Midsummer review

Picture from http://pinetribe.com/celebrate-midsummer-abroad/


A quick post to pick out a few highlights from my reading year so far now we’re halfway through – and I’m on track to emulate last year, having read about the same number of books 68 vs 71 last year, and close to the same number of pages 18300 vs 18500 – if you add in my three DNFs for this year – SNAP!

I awarded 10/10 to a whopping fifteen books – all brilliant.
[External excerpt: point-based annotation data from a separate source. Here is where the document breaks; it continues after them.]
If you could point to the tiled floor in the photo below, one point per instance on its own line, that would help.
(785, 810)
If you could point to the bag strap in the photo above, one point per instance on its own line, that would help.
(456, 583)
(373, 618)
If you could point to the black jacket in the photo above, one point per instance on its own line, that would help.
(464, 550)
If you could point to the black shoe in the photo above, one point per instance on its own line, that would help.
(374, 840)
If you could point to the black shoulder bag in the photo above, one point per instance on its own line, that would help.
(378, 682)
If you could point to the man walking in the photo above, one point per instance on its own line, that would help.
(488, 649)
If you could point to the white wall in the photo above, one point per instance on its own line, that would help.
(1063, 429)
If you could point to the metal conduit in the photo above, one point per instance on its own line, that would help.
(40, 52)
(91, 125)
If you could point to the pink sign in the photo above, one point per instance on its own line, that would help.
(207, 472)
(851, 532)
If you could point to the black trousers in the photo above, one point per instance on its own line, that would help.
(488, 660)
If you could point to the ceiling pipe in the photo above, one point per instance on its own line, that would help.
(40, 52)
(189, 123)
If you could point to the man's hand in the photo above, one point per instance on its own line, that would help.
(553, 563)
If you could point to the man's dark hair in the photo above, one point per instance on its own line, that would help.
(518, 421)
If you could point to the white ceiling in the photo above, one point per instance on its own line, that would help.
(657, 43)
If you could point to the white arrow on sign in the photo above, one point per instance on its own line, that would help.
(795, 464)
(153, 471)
They are:

  1. Transcription by Kate Atkinson – Review – Period spies / Thriller
  2. The Dry by Jane Harper –  Review – Aussie / Crime
  3. The Train in the Night by Nick Coleman – Review – Memoir / Medical / Rock’n’roll
  4. Slow Motion Ghosts by Jeff Noon – Shiny review – Rock’n’roll / Crime
  5. Graceland by Bethan Roberts –  Shiny review – fictionalised Elvis – Rock’n’roll
  6. MI5 and Me by Charlotte Bingham –  Review – Period spies / Memoir
  7. No Minor Chords by Andre Previn –  Review – Memoir / Hollywood (re-read)
  8. The Bothy by Trevor Mark Thomas –  Review – Gangland / Thriller
  9. Daisy Jones and The Six by Taylor Jenkins Reid –  Shiny Review – Rock’n’roll
  10. Some Kids I Taught and What They Taught Me by Kate Clanchy –  Review – Memoir / Education
  11. West by Carys Davies –  Review – Pioneer / Novella
  12. Modesty Blaise by Peter O’Donnell –  Review – Classic / Period spies / Thriller
  13. There There by Tommy Orange –  Review – Multiphonic
  14. The Girl Before by JP Delaney –  Review – Psychological thriller
  15. Why You Should Read Children’s Books… by Katherine Rundell –  Review – Essay / Reading

A few themes emerge from inside wider categories of crime & thrillers, and memoirs. Rebecca would maybe call this book serendipity, but spread over six months I’d say it’s probably more of an unconscious bias towards reading themes I love more than any others! I adore period spy novels, (well, spy novels from any period actually) and anything with some Rock’n’roll to it.

What else have I read this year?

  • POETRY! This is where going to the library again is coming up trumps for me. 5/68 + one book about the subject.
  • The Wellcome Book Prize shortlist – it’s a shame this prize has been put on hiatus, but I love books that fit in its criteria anyway, so they’ll continue to feature in my reading.
  • Non-fiction in general makes up 16/68 books read this year (24%).
  • The longest book I read was The Amazing Adventures of Kavalier & Clay at 640 pages of very small type.

These are my highlights. What were yours?

6 thoughts on “Midsummer review

    • AnnaBookBel says:

      My ratings are always purely of the moment – a few I’d probably revise down on hindsight.

  1. kaggsysbookishramblings says:

    I don’t do ratings, but I guess highlights would include Dostoevsky’s The Possessed and Jeremy Cooper’s Ash Before Oak. Olivia Laing was good. And Osipov’s Rock Paper Scissors too…

  2. Calmgrove says:

    I loved the reminders of the reviews you’d written, a few of which I think I’ll go back and reread. I’m very unimaginative about ratings however; when I cross-post my reviews on Goodreads I tend to give most of them 4/5 stars, just a few I rate as 3* as being a bit blander. Can’t remember the last I gave 5/5 fro but I know there’ve been maybe three or four out of the forty-odd I’ve read this year.

    And library books—I do support our local library, but I tend to keep renewing books I borrow as I’ve already so many other titles on the go! Anyway, well done on a grand accomplishment so far, I’m a little envious…

  3. Café Society says:

    I’d have to check but I suspect the only book I’ve given 5 stars to so far this year has been Anna Burns ‘Milkman’ which I genuinely thought was a work of genius.

  4. Liz Dexter says:

    Wow, good going! I have had a few good ones but am right down on numbers and am going to have to read wildly in the second half of the year!